The Secretary General of the East African Community Amb. Juma Mwapachu has indicated that the cross border movements of capital which will be brought about by the East African Common market will spur the growth of industrial sector in the East African Community block countries because of a bigger market.
He adds that East African countries have a well developed agricultural sector which will also help in the growth of industries by providing the needed raw materials.
The East African Common Market which will be operationalised on 1st July 2010 will allow free movement of labour and capital among the five East African community block Countries of Uganda, Kenya, Tanzania, Burundi and Rwanda.
Mwapachu appealed to all East Africans to embrace and exploit the opportunities available as a result of the East African Common Market for better livelihoods.
However, the real benefits of the East African Common markets are yet to be realized because it doesn’t totally allow free movement of people as East African will still need to carry their passports according to recent remarks by Uganda Minister of East African Affairs Eriya Kategaya.

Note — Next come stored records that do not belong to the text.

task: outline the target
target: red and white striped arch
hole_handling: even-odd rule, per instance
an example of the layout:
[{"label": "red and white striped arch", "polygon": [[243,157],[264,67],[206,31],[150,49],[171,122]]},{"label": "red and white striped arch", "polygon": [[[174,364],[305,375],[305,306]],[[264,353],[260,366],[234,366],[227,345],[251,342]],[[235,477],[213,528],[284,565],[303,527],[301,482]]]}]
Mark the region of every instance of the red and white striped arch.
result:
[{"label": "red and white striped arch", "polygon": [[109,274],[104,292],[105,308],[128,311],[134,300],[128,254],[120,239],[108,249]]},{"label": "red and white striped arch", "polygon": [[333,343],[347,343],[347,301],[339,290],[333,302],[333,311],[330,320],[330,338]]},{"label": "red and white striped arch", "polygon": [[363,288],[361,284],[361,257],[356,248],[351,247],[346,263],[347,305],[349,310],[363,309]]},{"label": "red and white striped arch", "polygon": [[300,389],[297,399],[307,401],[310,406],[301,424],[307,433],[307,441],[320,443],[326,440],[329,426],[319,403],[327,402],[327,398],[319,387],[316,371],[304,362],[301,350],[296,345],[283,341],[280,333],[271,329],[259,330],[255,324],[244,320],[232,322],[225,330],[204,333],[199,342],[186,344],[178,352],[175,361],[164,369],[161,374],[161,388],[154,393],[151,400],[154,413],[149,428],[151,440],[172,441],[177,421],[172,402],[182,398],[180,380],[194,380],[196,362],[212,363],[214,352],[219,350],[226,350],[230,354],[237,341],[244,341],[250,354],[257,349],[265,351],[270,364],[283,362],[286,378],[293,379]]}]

Other East African countries are scared of East Africa’s industrial and commercial hub of Kenya because it’s financial and industrial power risks swallowing the financial, industrial and informal business sectors of all the other partner states of the East African Community. The Spokesman of the Uganda Kampala City Traders Association Issa Ssekito recently indicated that Ugandan traders are not prepared for the East African Common market because Kenyan traders will swallow their businesses.